Java处理stackoverflow，并在stackoverflow错误后继续正常执行

Question

I'm trying to do a recursion in Java. I just want to stop the recursion and continue normal prgram execution

void doit(){
    try{
        doit();
    }
    catch (StackOverflowError e) {
        return;
    }
    System.out.println("Error");
}


statement1
doit()
statementcontinue

I want the program to continue execution to statementcontinue after the stackoverflow error

Answer 1

Your program is doing exactly what you told it to.

Each time you call doit() , it:

1. Calls doit() again
2. After that finishes, it prints Error .

When the stack overflow happens, the innermost call finishes (because of your return ), and then continues executing the function that called it (like any other function call).
This is called popping the call stack.

The calling function (which is also doit() ) then executes the next line ( System.out.println("Error"); ), then returns to its calling function, which is also doit() .
The cycle repeats until the stack is fully popped – until it gets up tothe function that originally called doit() .

Answer 2

If you want to print "Error" only when the stackOverflow occurs, just place the trace in the catch block:

void doit(){
  try{
    doit();
  }catch (StackOverflowError e) {
    System.out.println("Error");
    return;
  }
}

Answer 3

Your code fills up the stack, then once the stack is full it hits the catch statement. After that the rest of the code continues to fire... each of those error messages is a recursive call that was made.
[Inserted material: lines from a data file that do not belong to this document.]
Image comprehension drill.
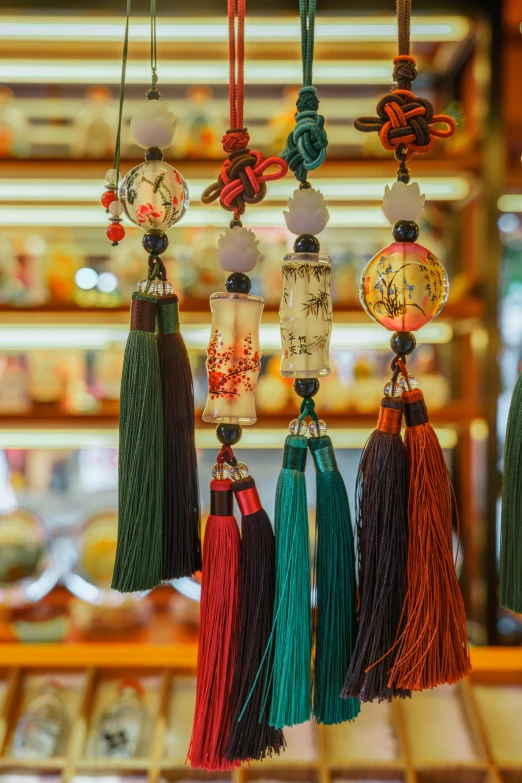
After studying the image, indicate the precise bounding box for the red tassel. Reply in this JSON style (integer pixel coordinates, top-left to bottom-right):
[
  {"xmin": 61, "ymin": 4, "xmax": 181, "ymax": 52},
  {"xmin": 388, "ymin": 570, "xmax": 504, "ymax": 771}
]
[
  {"xmin": 188, "ymin": 479, "xmax": 241, "ymax": 771},
  {"xmin": 389, "ymin": 389, "xmax": 471, "ymax": 691}
]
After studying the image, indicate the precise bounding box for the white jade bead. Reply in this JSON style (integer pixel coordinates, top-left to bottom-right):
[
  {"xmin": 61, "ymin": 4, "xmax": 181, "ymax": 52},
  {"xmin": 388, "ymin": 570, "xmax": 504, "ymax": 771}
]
[
  {"xmin": 382, "ymin": 181, "xmax": 426, "ymax": 226},
  {"xmin": 216, "ymin": 226, "xmax": 261, "ymax": 272},
  {"xmin": 283, "ymin": 188, "xmax": 330, "ymax": 236},
  {"xmin": 105, "ymin": 169, "xmax": 118, "ymax": 186},
  {"xmin": 109, "ymin": 201, "xmax": 123, "ymax": 217},
  {"xmin": 131, "ymin": 101, "xmax": 176, "ymax": 150}
]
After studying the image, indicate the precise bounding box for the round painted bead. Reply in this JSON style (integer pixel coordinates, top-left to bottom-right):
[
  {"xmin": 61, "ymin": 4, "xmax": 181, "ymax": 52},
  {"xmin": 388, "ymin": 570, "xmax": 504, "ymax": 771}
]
[
  {"xmin": 105, "ymin": 223, "xmax": 125, "ymax": 242},
  {"xmin": 120, "ymin": 160, "xmax": 189, "ymax": 231},
  {"xmin": 131, "ymin": 100, "xmax": 176, "ymax": 150},
  {"xmin": 100, "ymin": 190, "xmax": 116, "ymax": 209},
  {"xmin": 283, "ymin": 188, "xmax": 330, "ymax": 235},
  {"xmin": 216, "ymin": 226, "xmax": 261, "ymax": 273},
  {"xmin": 359, "ymin": 242, "xmax": 449, "ymax": 332},
  {"xmin": 109, "ymin": 201, "xmax": 123, "ymax": 217}
]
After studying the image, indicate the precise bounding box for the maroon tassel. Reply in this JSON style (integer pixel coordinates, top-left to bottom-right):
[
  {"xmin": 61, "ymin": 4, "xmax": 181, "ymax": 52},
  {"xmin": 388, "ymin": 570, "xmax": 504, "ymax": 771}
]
[
  {"xmin": 226, "ymin": 476, "xmax": 285, "ymax": 761},
  {"xmin": 156, "ymin": 295, "xmax": 201, "ymax": 580},
  {"xmin": 342, "ymin": 397, "xmax": 411, "ymax": 701},
  {"xmin": 188, "ymin": 479, "xmax": 241, "ymax": 772}
]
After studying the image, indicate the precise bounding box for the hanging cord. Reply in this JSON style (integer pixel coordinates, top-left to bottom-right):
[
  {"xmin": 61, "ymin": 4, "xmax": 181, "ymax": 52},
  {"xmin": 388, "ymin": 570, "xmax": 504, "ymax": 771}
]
[
  {"xmin": 201, "ymin": 0, "xmax": 288, "ymax": 226},
  {"xmin": 354, "ymin": 0, "xmax": 457, "ymax": 172},
  {"xmin": 112, "ymin": 0, "xmax": 132, "ymax": 198},
  {"xmin": 281, "ymin": 0, "xmax": 328, "ymax": 187},
  {"xmin": 148, "ymin": 0, "xmax": 158, "ymax": 92}
]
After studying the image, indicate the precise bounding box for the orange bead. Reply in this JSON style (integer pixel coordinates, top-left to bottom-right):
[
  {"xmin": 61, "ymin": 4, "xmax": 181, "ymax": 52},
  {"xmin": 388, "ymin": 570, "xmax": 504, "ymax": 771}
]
[
  {"xmin": 359, "ymin": 242, "xmax": 449, "ymax": 332},
  {"xmin": 100, "ymin": 190, "xmax": 116, "ymax": 209},
  {"xmin": 105, "ymin": 223, "xmax": 125, "ymax": 242}
]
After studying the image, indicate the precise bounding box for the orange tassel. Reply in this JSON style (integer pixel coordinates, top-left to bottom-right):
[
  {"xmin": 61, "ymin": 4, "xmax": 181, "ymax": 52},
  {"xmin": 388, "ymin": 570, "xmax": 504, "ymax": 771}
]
[{"xmin": 389, "ymin": 389, "xmax": 471, "ymax": 691}]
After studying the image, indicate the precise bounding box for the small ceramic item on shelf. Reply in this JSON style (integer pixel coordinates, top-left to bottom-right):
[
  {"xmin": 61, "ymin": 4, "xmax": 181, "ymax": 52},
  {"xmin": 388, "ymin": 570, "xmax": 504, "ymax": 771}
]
[
  {"xmin": 11, "ymin": 682, "xmax": 67, "ymax": 759},
  {"xmin": 96, "ymin": 680, "xmax": 145, "ymax": 759}
]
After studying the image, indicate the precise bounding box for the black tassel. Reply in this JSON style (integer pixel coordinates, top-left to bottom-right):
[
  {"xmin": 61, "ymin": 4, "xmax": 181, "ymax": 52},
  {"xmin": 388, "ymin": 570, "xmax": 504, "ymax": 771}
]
[
  {"xmin": 157, "ymin": 295, "xmax": 201, "ymax": 580},
  {"xmin": 226, "ymin": 476, "xmax": 285, "ymax": 761},
  {"xmin": 342, "ymin": 397, "xmax": 410, "ymax": 701}
]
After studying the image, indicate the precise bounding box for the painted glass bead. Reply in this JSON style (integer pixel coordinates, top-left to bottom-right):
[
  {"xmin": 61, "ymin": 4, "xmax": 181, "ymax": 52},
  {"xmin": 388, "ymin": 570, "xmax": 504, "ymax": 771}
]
[
  {"xmin": 105, "ymin": 223, "xmax": 125, "ymax": 242},
  {"xmin": 100, "ymin": 190, "xmax": 116, "ymax": 209},
  {"xmin": 203, "ymin": 292, "xmax": 265, "ymax": 424},
  {"xmin": 383, "ymin": 381, "xmax": 402, "ymax": 397},
  {"xmin": 359, "ymin": 242, "xmax": 449, "ymax": 332},
  {"xmin": 279, "ymin": 253, "xmax": 332, "ymax": 378},
  {"xmin": 288, "ymin": 419, "xmax": 308, "ymax": 435},
  {"xmin": 137, "ymin": 277, "xmax": 158, "ymax": 296},
  {"xmin": 310, "ymin": 419, "xmax": 328, "ymax": 438},
  {"xmin": 212, "ymin": 462, "xmax": 230, "ymax": 481},
  {"xmin": 120, "ymin": 160, "xmax": 189, "ymax": 230}
]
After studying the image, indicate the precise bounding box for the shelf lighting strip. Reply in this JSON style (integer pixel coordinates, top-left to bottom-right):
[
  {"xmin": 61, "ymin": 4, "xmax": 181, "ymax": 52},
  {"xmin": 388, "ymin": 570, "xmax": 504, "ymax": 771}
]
[
  {"xmin": 0, "ymin": 427, "xmax": 457, "ymax": 451},
  {"xmin": 0, "ymin": 16, "xmax": 470, "ymax": 43},
  {"xmin": 0, "ymin": 59, "xmax": 391, "ymax": 85},
  {"xmin": 0, "ymin": 177, "xmax": 470, "ymax": 202},
  {"xmin": 0, "ymin": 324, "xmax": 453, "ymax": 352}
]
Your code is working as you programmed it.

If you want an example of recursion that does stuff before and after, and has an exit condition, the following should work as an example for you (with print statements to clarify what is happening on the stack).

Example:

public class RecurseExample {

    public static void main(String[] args) {
        System.out.println("hi");
        doIt(1);
        System.out.println("bye");
    }

    private static void doIt(int i){
        if (i <= 3){
            System.out.println("i before: " + i);
            doIt(++i);
            System.out.println("i after: " + i);
        } else {
            System.out.println("this is where the recursion stops and the execution will continue to unravel the stack");
        }
    }
}

The output:

hi
i before: 1
i before: 2
i before: 3
this is where the recursion stops and the execution will continue to unravel the stack
i after: 4
i after: 3
i after: 2
bye